W porównaniu do zgrupowania w Mariampolu, w kadrze nie nastąpiły wielkie zmiany. Zabraknie Macieja Szmatiuka, który na Litwie nabawił się urazu na tyle groźnego, że wykluczył go z kolejnego obozu. Ale do „starego” składu Jurij Szatałow dołączył kilku nowych zawodników. Do pomocnika Marquitosa, który już wcześniej podpisał kontrakt, dołączyli: bramkarz Dziugas Bartkus (Suduva Mariampol), obrońcy Łukasz Bogusławski (Chrobry Głogów), Damian Jakubik (Dolcan Ząbki), pomocnik Krzysztof Danielewicz (Śląsk Wrocław) i wychowanek Patryk Szysz. Dwaj pierwsi byli na wcześniejszym obozie.
– Nie sądzę, aby ktoś jeszcze dojechał do nas do Portugalii – wyjaśnia Jakub Drzewiecki. – Kadra powoli jest dopinana. Choć oczywiście, jeśli trafi się jakaś „okazja”, to na pewno będziemy chcieli z niej skorzystać. Napastnik? Na pewno nikogo nie będziemy szukali na siłę. Ostateczne decyzje dotyczące nowych graczy będą zapadały na zgrupowaniu i ewentualnie finalizowane po powrocie. Podczas pobytu na Litwie z bardzo dobrej strony pokazali się Dziugas Bartkus i Paweł Socha, dlatego w Portimao będzie ćwiczyło w sumie czterech golkiperów. Do ligi jest coraz bliżej, więc trenerzy powoli będą schodzili z obciążeń. Dużo będzie zajęć z piłką, więcej pracy nad taktyką, techniką, dynamiką i zgrywaniem drużyny. Tak by wszystko było gotowe na 13 lutego i pierwszy mecz z Piastem Gliwice – wyjaśnia.

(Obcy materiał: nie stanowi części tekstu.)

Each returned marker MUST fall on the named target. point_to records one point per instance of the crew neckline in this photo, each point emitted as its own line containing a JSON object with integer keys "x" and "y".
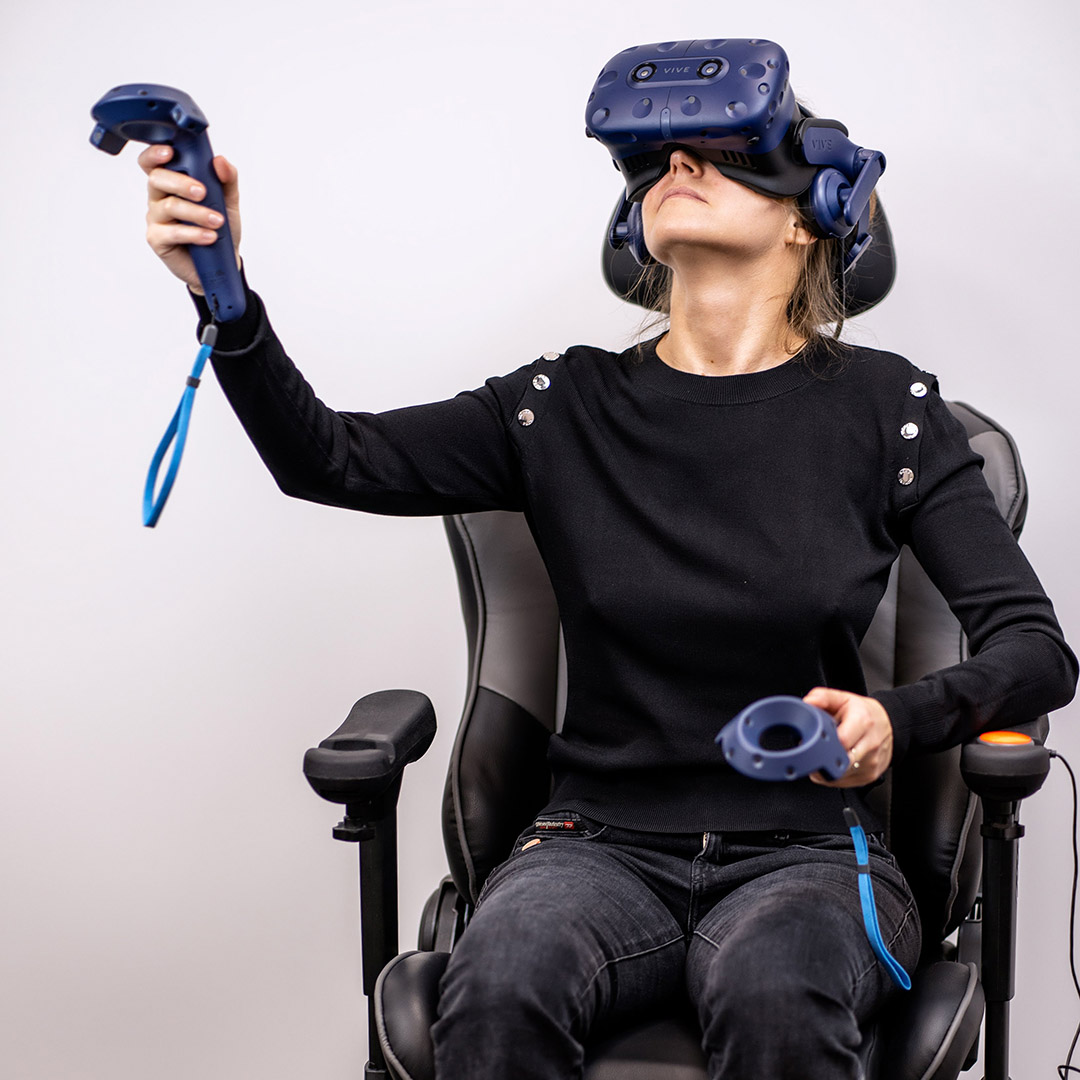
{"x": 724, "y": 389}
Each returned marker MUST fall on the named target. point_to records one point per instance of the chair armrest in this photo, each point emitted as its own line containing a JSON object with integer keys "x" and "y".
{"x": 1007, "y": 771}
{"x": 381, "y": 734}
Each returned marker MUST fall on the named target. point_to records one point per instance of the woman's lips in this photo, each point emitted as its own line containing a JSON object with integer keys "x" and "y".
{"x": 684, "y": 192}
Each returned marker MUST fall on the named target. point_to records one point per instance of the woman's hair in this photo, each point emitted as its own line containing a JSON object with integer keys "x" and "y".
{"x": 814, "y": 308}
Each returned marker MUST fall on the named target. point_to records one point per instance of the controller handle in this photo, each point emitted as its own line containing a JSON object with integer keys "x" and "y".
{"x": 815, "y": 748}
{"x": 149, "y": 113}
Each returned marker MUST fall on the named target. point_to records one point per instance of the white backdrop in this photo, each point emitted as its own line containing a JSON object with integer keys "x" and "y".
{"x": 421, "y": 211}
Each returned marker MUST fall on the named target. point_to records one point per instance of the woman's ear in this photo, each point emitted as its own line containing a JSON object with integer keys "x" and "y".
{"x": 798, "y": 233}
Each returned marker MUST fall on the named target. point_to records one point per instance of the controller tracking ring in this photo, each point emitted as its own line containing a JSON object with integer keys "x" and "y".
{"x": 818, "y": 747}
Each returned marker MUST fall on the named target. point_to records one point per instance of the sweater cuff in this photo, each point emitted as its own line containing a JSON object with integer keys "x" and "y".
{"x": 240, "y": 334}
{"x": 900, "y": 718}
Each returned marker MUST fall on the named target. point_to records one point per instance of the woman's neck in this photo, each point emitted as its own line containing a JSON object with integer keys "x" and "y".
{"x": 728, "y": 324}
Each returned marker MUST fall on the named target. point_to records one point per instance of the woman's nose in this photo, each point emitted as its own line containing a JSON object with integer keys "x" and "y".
{"x": 683, "y": 160}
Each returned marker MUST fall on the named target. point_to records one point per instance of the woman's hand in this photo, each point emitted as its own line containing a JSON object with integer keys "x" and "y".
{"x": 864, "y": 730}
{"x": 175, "y": 217}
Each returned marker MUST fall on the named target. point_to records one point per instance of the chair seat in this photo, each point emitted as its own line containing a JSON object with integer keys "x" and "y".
{"x": 929, "y": 1036}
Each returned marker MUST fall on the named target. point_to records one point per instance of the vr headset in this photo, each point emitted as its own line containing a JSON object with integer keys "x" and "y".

– Podczas tego zgrupowania zagramy trzy mecze kontrolne, z mocnymi rywalami. Zmierzymy się z Rubinem Kazań, spadkowiczem z portugalskiej ekstraklasy oraz najprawdopodobniej z hiszpańskim Lepe. Choć w tym trzecim wypadku w rachubę wchodzi znalezienie jeszcze atrakcyjniejszego przeciwnika – dodaje J. Drzewiecki.
Przed wyjazdem do Portugalii Górnik podjął jeszcze jedną transferową decyzję, przedłużając kontrakt z Grzegorzem Boninem. Dotychczasowa umowa z 32-letnim pomocnikiem obowiązywała do czerwca 2016 roku, więc odkładanie tej propozycji nie miało większego sensu. Bo jeśli ktoś potrafi zrobić różnicę w grze łęcznian, to właśnie Bonin. Klub nie ujawnia warunków nowego kontraktu, ale najprawdopodobniej został on zawarty na rok, z opcją przedłużenia na kolejny.